Expression of AR ASVs in primary GCs alters genome-wide AR recruitment patterns. (A) Heat map of the ChIP sequencing HA binding signal from −1 kb to +1 kb surrounding the center of WT AR-HA binding sites in GCs transduced with AR variants. Each line represents a single AR-HA binding site and the color scale denotes the AR-HA signal in reads encompassing each locus per million total reads. (B) Top-scoring motif in GCs expressing WT AR (Upper) and its enrichment in GCs expressing AR ASVs (Lower). (C) ChIP sequencing heat maps of ins (Left) and del (Right) AR-HA binding sites. (D) Top-ranking binding motifs enriched in GCs expressing ins (Left) or del (Right) AR. (E) Combined RNA and ChIP sequencing shows reduced AR-HA signal in regions flanking (−2 kb to +2 kb) gene transcription start sites (TSSs) in GCs expressing AR variants.
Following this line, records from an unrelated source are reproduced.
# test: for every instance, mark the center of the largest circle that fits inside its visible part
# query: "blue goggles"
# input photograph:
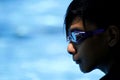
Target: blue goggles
(78, 36)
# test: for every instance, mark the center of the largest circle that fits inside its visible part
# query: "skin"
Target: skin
(92, 53)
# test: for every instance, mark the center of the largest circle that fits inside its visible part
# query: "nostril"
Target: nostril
(71, 48)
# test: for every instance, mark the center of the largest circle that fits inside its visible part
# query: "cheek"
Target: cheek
(91, 53)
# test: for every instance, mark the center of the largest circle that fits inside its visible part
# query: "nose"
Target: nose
(71, 49)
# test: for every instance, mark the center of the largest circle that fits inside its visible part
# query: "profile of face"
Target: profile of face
(90, 52)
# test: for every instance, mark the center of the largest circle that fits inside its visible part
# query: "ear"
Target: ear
(113, 35)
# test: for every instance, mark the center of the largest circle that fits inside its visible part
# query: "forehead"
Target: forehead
(78, 23)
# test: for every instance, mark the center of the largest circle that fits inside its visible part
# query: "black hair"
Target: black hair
(101, 12)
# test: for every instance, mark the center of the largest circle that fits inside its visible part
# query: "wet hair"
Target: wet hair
(101, 12)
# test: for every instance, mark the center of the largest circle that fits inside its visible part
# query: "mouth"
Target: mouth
(78, 61)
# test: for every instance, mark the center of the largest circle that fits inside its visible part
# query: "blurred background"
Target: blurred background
(33, 44)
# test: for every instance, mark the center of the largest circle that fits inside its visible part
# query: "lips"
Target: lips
(76, 59)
The different color lines represent the genes, the expression levels of which are high (red), moderate (green), low (blue) and silent (purple). (F) Primary GCs transduced with the control vector (Vec) or AR-HA variants were treated with DHT and fluorescently stained with anti-HA (green) or DAPI (blue, nuclei). (Scale bars, 50 μm.) (G) DHT-induced transcriptional activation of (left, luciferase assay), and recruitment of AR-HA variants to (right, ChIP assay), a classical ARE-luciferase reporter in HEK293FT cells (n = 4, *P < 0.05). White columns: DHT (-); colored columns: DHT (+). Data are presented as mean ± SEM.